The Panchayats (Extension to Scheduled Areas) Act, 1996 (PESA Act) is a law created by the Indian government to ensure self-governance for people residing in India’s Scheduled Areas through traditional Gram Sabhas. In India, the PESA is regarded as the cornerstone of tribal legislation. PESA acknowledges the existing decision-making structure and advocates for people’s self-governance.
How it empowers
Powers and functions that have been provided to the Gram Sabhas:
- Right to mandatory consultation in land acquisition, resettlement and rehabilitation of displaced persons.
- Protection of traditional belief, the culture of the tribal communities
- Ownership of minor forest products
- Resolution of the local disputes
- Prevention of land alienation
- Management of village markets
- Right to control production, distillation, and prohibition of liquor
- Exercise of control over money-lending
- Any other rights involving the Scheduled Tribes.

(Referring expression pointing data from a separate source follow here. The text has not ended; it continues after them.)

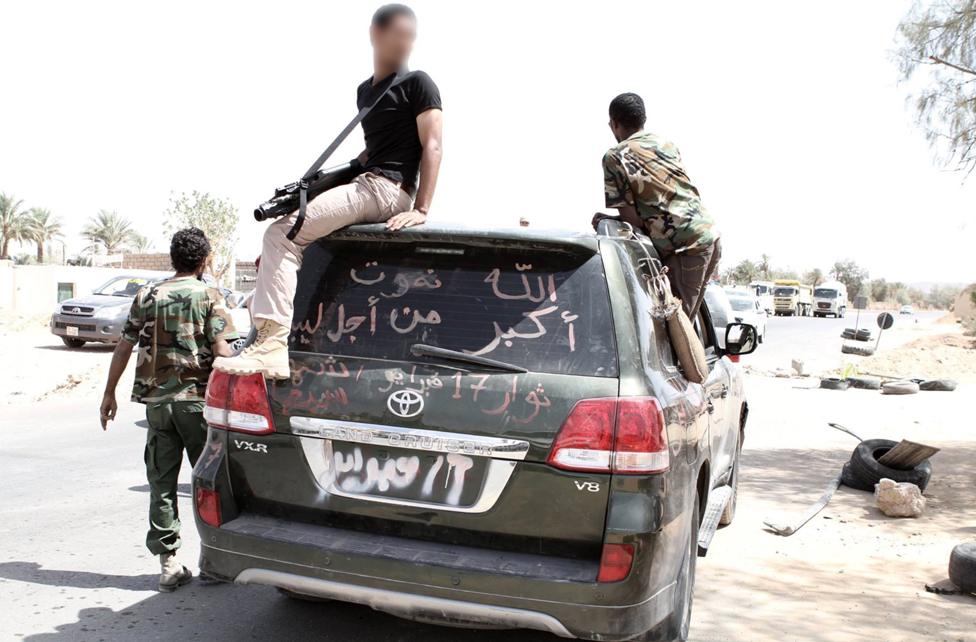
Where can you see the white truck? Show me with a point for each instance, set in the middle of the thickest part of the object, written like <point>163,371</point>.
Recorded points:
<point>830,298</point>
<point>764,292</point>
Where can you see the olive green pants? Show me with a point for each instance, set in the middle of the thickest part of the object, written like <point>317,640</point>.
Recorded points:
<point>174,426</point>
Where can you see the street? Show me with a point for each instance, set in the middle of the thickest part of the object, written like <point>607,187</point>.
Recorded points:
<point>73,565</point>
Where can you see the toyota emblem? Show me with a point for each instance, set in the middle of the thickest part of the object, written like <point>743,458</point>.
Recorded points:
<point>405,403</point>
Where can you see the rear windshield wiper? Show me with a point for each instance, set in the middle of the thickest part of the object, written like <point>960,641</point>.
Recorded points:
<point>424,350</point>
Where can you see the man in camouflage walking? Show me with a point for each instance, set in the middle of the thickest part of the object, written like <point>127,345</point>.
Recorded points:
<point>646,183</point>
<point>179,325</point>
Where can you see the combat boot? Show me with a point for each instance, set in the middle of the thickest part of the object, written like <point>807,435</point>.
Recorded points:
<point>172,574</point>
<point>267,355</point>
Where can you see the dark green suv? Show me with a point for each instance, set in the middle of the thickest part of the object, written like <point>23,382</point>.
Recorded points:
<point>483,428</point>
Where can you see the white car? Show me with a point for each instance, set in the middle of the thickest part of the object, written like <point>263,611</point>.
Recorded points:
<point>746,308</point>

- It legally recognises the right of tribal communities, residents of the scheduled areas, to govern themselves through their own systems of self-government, and also acknowledges their traditional rights over natural resources. In pursuance of this objective, PESA empowers gram sabhas to play a key role in approving development plans and controlling all social sectors.

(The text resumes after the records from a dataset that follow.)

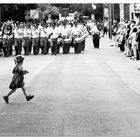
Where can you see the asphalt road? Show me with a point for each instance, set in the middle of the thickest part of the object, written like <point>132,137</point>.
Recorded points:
<point>95,93</point>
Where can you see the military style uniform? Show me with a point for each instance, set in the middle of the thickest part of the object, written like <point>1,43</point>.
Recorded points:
<point>18,34</point>
<point>7,31</point>
<point>35,40</point>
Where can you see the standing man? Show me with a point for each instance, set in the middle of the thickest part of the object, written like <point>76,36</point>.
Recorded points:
<point>54,37</point>
<point>35,39</point>
<point>6,33</point>
<point>18,34</point>
<point>95,35</point>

- This includes the processes and personnel who implement policies, exercising control over minor (non-timber) forest resources, minor water bodies and minor minerals, managing local markets, preventing land alienation and regulating intoxicants among other things.
- PESA rules enable the residents of scheduled areas to strengthen their village-level bodies by transferring power from the government to the gram sabha, a body of all the registered voters of the village. The powers of gram sabhas include maintenance of cultural identity and tradition, control over schemes affecting the tribals, and control over natural resources within the area of a village.

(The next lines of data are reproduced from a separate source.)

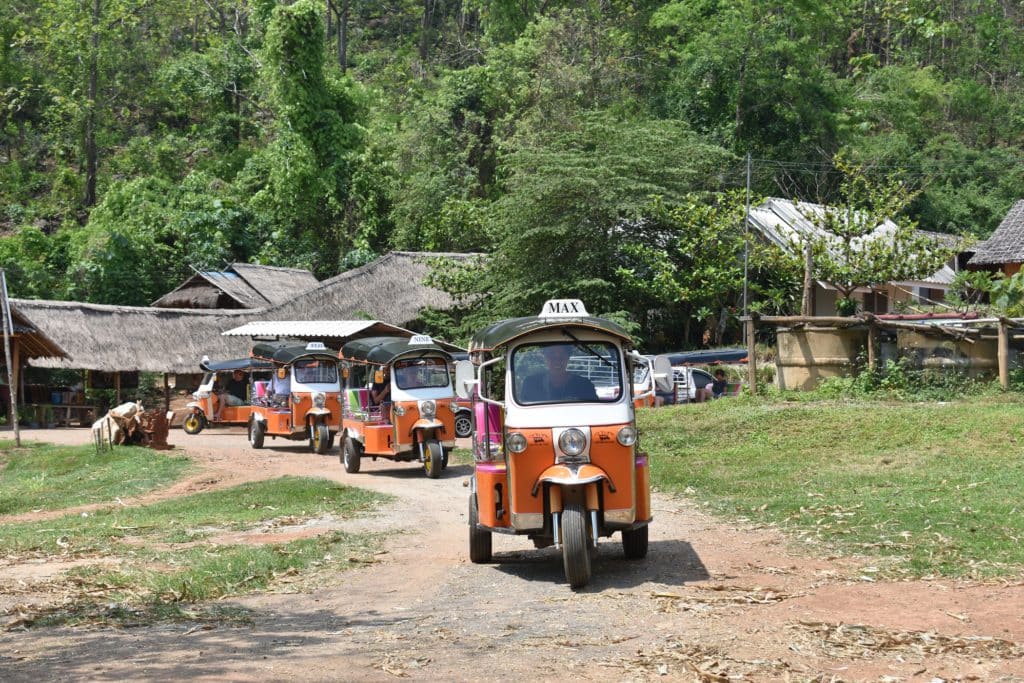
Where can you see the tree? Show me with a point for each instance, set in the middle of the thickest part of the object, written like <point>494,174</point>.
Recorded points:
<point>863,240</point>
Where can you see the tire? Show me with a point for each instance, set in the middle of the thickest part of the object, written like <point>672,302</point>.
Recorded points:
<point>479,541</point>
<point>635,543</point>
<point>576,545</point>
<point>322,438</point>
<point>434,459</point>
<point>194,423</point>
<point>350,456</point>
<point>256,433</point>
<point>463,424</point>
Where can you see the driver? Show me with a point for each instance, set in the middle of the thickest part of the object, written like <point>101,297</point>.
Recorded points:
<point>557,383</point>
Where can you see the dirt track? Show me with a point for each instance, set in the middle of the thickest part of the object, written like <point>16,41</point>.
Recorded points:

- The PESA Act thus enables gram sabhas to maintain a safety net over their rights and surroundings against external or internal conflicts.
- The laws, once formed, will give gram sabhas the power to take decisions not only over their customs and traditionally managed resources, but also on the minerals being excavated from their areas.
- The rules state that the gram sabha will have to be kept informed by any and all agencies working in their village, and that the gram sabha has the power to approve or stop the work being done within the village limits.
- The rules also give power to the gram sabhas over management of resources over jal, jangal, zameen (water, forest and land), the three major demands of tribals; minor forest produce; mines and minerals; markets; and human resources. The gram sabha would have the powers to monitor and prohibit the manufacturing, transport, sale and consumption of intoxicants within their village limits. It also has a duty to maintain peace and resolve conflicts arising in the village, while protecting tribal customs and traditions, and encouraging customs.
- State governments are required to establish state laws in accordance with this national statute for their Scheduled Areas. As a result, the PESA was only partially implemented.
- In Adivasi areas, like as Jharkhand, the partial implementation has harmed self-governance.
- PESA failed to deliver, according to many experts, due to a lack of clarity, legal flaws, bureaucratic indifference, a lack of political will, opposition to change in the power structure, and so on.
- According to social audits undertaken across the state, different developmental programmes were approved on paper by Gram Sabha without any actual gathering for discussion and decision-making.
PESA will revitalise the tribal area’s fading self-governance system if it is implemented in word and spirit. This will also provide an opportunity to address the existing governance system’s flaws and make it a more gender-inclusive and democratic arena.
How to structure:
- Give a brief introduction of the PESA Act
- Give the features of it
- Analyse how it has tried to empower the tribals.